Try this trick for the things you do most often, and you’ll see patterns, too.

Fix 2: Resist doing so much stuff

Of course, you can analyze your schedule to death and shave a few minutes off here and there, but do you know what saves you the most amount of time as quickly as possible?

Doing less.

You can say no! You can skip things! You can’t do everything!

As Spector writes: “It sounds cliche, but your time management goal shouldn’t be to figure out how to do more, but instead to figure out how to want less.”

Think about how many hours you will spend this week on optional tasks that you actually don’t want to do.

Now get rid of all of them. I’m serious! (Don’t shirk your actual obligations, just the optional ones.)

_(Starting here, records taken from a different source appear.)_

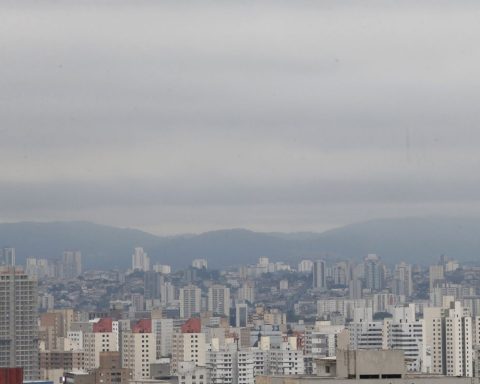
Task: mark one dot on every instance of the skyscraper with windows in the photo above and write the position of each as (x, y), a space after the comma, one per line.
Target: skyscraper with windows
(190, 301)
(7, 256)
(374, 273)
(219, 300)
(18, 321)
(71, 264)
(319, 275)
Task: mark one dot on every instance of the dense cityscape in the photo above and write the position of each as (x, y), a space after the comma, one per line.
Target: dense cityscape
(266, 323)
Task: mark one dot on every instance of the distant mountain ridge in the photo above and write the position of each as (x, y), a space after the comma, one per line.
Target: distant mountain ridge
(415, 240)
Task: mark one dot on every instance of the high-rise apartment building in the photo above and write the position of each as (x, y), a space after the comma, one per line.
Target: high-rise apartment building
(18, 321)
(436, 276)
(200, 263)
(402, 282)
(374, 273)
(190, 301)
(140, 260)
(319, 275)
(71, 264)
(219, 300)
(138, 349)
(7, 256)
(449, 340)
(305, 266)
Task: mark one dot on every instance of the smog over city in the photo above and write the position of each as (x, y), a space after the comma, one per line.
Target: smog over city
(239, 192)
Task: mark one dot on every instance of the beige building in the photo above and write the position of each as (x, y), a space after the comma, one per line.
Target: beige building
(139, 350)
(188, 347)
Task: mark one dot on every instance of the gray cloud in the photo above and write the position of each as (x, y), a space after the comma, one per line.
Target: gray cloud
(155, 114)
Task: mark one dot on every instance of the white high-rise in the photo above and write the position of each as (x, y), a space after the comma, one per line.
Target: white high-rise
(448, 340)
(190, 301)
(18, 322)
(319, 275)
(219, 300)
(140, 260)
(402, 283)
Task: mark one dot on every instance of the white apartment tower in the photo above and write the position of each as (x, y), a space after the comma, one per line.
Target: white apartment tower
(140, 260)
(18, 322)
(219, 300)
(449, 340)
(402, 283)
(71, 264)
(139, 349)
(190, 301)
(319, 275)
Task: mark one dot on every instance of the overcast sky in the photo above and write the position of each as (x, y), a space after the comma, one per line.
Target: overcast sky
(186, 116)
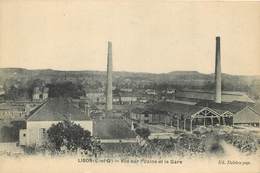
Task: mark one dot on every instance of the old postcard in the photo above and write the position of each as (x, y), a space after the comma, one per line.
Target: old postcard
(129, 86)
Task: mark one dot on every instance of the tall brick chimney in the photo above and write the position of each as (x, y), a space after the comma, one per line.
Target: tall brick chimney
(109, 80)
(218, 72)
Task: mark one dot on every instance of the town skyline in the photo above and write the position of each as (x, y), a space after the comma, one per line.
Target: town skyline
(69, 36)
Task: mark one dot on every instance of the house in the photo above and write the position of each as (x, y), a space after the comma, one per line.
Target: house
(51, 112)
(127, 98)
(40, 93)
(150, 92)
(96, 97)
(9, 111)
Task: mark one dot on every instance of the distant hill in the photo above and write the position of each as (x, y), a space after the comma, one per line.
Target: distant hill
(182, 78)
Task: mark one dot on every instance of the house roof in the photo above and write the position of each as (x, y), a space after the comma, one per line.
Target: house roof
(176, 108)
(57, 109)
(247, 115)
(256, 107)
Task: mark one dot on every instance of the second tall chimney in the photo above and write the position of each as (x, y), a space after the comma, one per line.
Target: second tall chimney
(218, 72)
(109, 80)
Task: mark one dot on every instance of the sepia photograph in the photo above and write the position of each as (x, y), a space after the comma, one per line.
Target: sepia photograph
(134, 86)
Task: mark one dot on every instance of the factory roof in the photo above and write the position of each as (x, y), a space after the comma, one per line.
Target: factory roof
(233, 107)
(176, 109)
(227, 96)
(246, 115)
(57, 109)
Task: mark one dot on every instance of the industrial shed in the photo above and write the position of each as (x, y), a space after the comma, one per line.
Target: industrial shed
(247, 116)
(181, 116)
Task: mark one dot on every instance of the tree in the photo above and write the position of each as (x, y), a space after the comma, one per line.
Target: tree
(143, 132)
(69, 135)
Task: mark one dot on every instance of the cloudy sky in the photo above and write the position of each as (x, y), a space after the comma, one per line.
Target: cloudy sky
(147, 36)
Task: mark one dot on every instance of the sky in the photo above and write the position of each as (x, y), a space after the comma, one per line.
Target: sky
(147, 36)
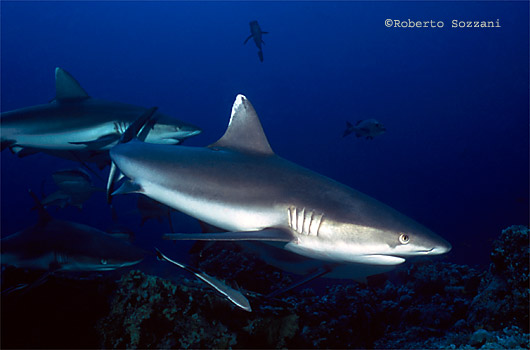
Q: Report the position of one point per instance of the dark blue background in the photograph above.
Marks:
(454, 101)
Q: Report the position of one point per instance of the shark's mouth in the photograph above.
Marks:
(380, 259)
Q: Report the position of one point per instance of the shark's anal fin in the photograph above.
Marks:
(244, 132)
(236, 297)
(320, 272)
(269, 234)
(67, 88)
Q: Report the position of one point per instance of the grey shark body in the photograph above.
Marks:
(240, 185)
(257, 34)
(74, 121)
(53, 245)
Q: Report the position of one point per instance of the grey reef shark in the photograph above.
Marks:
(256, 33)
(78, 127)
(54, 245)
(312, 224)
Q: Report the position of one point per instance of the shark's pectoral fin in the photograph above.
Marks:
(236, 297)
(268, 234)
(100, 142)
(114, 176)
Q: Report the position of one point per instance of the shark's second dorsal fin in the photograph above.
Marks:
(244, 132)
(67, 88)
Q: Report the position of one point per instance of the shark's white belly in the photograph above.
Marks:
(230, 217)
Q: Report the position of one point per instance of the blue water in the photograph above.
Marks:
(454, 101)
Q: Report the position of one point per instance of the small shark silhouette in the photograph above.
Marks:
(368, 128)
(256, 33)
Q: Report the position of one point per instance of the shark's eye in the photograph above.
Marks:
(404, 238)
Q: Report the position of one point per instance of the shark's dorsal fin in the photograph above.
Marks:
(244, 132)
(67, 88)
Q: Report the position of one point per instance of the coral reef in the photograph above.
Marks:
(422, 304)
(425, 304)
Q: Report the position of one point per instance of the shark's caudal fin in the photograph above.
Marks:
(244, 132)
(67, 88)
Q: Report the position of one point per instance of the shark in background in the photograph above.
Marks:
(241, 186)
(256, 33)
(78, 127)
(54, 245)
(368, 128)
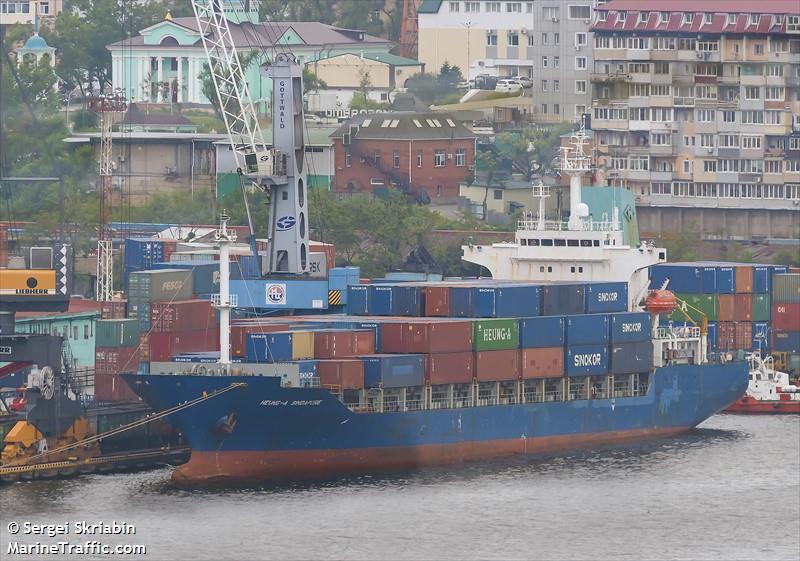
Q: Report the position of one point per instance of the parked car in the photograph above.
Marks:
(523, 81)
(508, 86)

I like the wise perspective of Zen Habits, where Leo Babauta considers every person’s identical 24-hour day. Instead of wanting more, he says, “It’s the exact right amount of time, because it’s all there is.”

Rather than cramming our days with more, more, more, he says to slow down and appreciate what we are able to do.

“We can do one thing and be incredibly grateful that we are able to do that one thing,” he writes.

So don’t go to that drinks thing if your heart is telling you that you need a night in to rest. Don’t say yes to “jumping on the phone” to discuss an opportunity that you already know is irrelevant to your life. Don’t do anything or go anywhere that you already know you’re going to resent in the moment because you wish you were somewhere else.

You can’t do everything—and once you accept that truth, you’ll find yourself regaining more minutes in your day.

All that time you’re seeking? Time to think and plot and plan and rest and create? You will find it in the moments you were filling up with those optional tasks. You deserve time and space for more things that light you up—so go get what is yours.